Abortion providers told Rewire that they’ve seen a distinct shift, from having a collaborative and amenable relationship with DHH to an antagonistic one. And it surprises them, because when the state first began regulating abortion clinics in 2004, providers themselves were at the table developing the regulations with DHH officials.

Of the three abortion facilities that have had citation disputes with Louisiana DHH, one provider has been shuttered entirely due to DHH citations. In 2009, the department cited the Gentilly Medical Clinic for Women in New Orleans for failing to have a “sufficient” number of nurses and lacking appropriate site-specific controlled substance licenses. Overall, however, the number of abortion providers in Louisiana is dwindling. The state had seven licensed providers in 2008; with the closure of Midtown Medical this year, it now has just four.

Providers in Louisiana say they greatly value the ability to challenge alleged deficiencies and work with DHH to resolve violations through corrective plans of action, which is one of the reasons why they balked at the recent “emergency” regulations that DHH attempted to pass earlier this year.

“There are major due process problems in terms of appeal rights that have been eliminated or severely restricted,” attorney Ellie Schilling told Rewire before the regulations were rescinded in early January.

Schilling and her clients expect that Louisiana DHH will return to the table with similarly restrictive, though revised, regulations, adding to what has already become increasingly limited access to legal abortion in Louisiana. The state already has a 20-week abortion ban on the books, along with a mandated 24-hour waiting period, following a mandatory ultrasound. Providers are also required to give abortion-seeking Louisianans medically disproven information linking abortion with breast cancer.

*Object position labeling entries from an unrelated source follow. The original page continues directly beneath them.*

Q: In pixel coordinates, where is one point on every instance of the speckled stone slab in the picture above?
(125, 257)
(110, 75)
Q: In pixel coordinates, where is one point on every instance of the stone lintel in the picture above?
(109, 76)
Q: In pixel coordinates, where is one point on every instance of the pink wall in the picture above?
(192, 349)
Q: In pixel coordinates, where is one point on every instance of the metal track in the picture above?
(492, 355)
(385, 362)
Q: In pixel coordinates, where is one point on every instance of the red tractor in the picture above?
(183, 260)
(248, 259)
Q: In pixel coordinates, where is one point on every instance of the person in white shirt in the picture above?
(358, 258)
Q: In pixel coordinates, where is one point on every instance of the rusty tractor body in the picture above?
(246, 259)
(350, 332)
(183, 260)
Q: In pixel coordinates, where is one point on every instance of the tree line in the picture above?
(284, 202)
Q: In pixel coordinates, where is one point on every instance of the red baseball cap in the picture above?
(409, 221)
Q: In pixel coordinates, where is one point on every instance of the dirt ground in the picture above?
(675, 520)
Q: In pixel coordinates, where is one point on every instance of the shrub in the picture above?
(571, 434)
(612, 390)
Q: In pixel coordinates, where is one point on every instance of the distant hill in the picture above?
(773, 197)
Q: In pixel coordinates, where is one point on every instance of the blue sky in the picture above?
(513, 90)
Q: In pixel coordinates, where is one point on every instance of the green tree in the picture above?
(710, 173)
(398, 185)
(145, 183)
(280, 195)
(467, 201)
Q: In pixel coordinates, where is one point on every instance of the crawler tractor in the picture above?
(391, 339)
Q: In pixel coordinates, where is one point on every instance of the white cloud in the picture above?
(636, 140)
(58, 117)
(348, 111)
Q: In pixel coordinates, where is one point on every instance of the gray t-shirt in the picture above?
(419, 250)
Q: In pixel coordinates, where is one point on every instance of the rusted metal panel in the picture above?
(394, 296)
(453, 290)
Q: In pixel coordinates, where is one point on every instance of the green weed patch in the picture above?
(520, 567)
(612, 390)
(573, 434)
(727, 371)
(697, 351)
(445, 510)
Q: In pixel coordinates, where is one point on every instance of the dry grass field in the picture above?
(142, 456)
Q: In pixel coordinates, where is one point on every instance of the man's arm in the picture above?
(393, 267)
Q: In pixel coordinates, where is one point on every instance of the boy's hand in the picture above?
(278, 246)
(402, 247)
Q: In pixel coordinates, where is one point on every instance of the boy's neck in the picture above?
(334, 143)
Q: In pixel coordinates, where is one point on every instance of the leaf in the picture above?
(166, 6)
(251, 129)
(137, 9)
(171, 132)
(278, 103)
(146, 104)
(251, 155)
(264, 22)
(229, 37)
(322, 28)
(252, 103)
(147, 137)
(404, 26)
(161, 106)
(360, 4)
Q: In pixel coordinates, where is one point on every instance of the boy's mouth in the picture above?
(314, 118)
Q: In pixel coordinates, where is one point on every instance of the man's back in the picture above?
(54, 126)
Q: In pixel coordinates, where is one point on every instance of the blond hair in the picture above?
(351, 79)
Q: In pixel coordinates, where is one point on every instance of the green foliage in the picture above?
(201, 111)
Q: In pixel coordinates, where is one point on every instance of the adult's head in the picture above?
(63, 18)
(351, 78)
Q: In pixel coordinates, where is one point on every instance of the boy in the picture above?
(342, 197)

The aggregate geographic impact of clinic closures in Louisiana may be devastating in terms of wider abortion access throughout the region; just one abortion provider remains open in Mississippi, and Texas is set to lose all but six of its legal abortion providers this September, when part of its omnibus anti-abortion access law, mandating that abortion providers meet the standards of ambulatory surgical centers, goes into effect.

Targeting clinics through extreme regulations, says Schilling, amounts to a “back-door abortion ban” that comes without the legal conflict of an outright attack on Roe v. Wade.

But Maria Couevas told Rewire that there is a “silver lining”: Louisiana providers and their supporters, like the New Orleans Abortion Fund and groups like Law Students for Reproductive Justice, have now formed vital connections that keep them in constant contact over regulations that might have been sneaked by in years past. That allows them to turn the spotlight on anti-choice regulations, just as they did in early February when DHH decided to rescind the “emergency” regulations.

“People really saw what [DHH’s] motivation was,” said Couevas. “That’s been helpful and it was very inspiring to us.”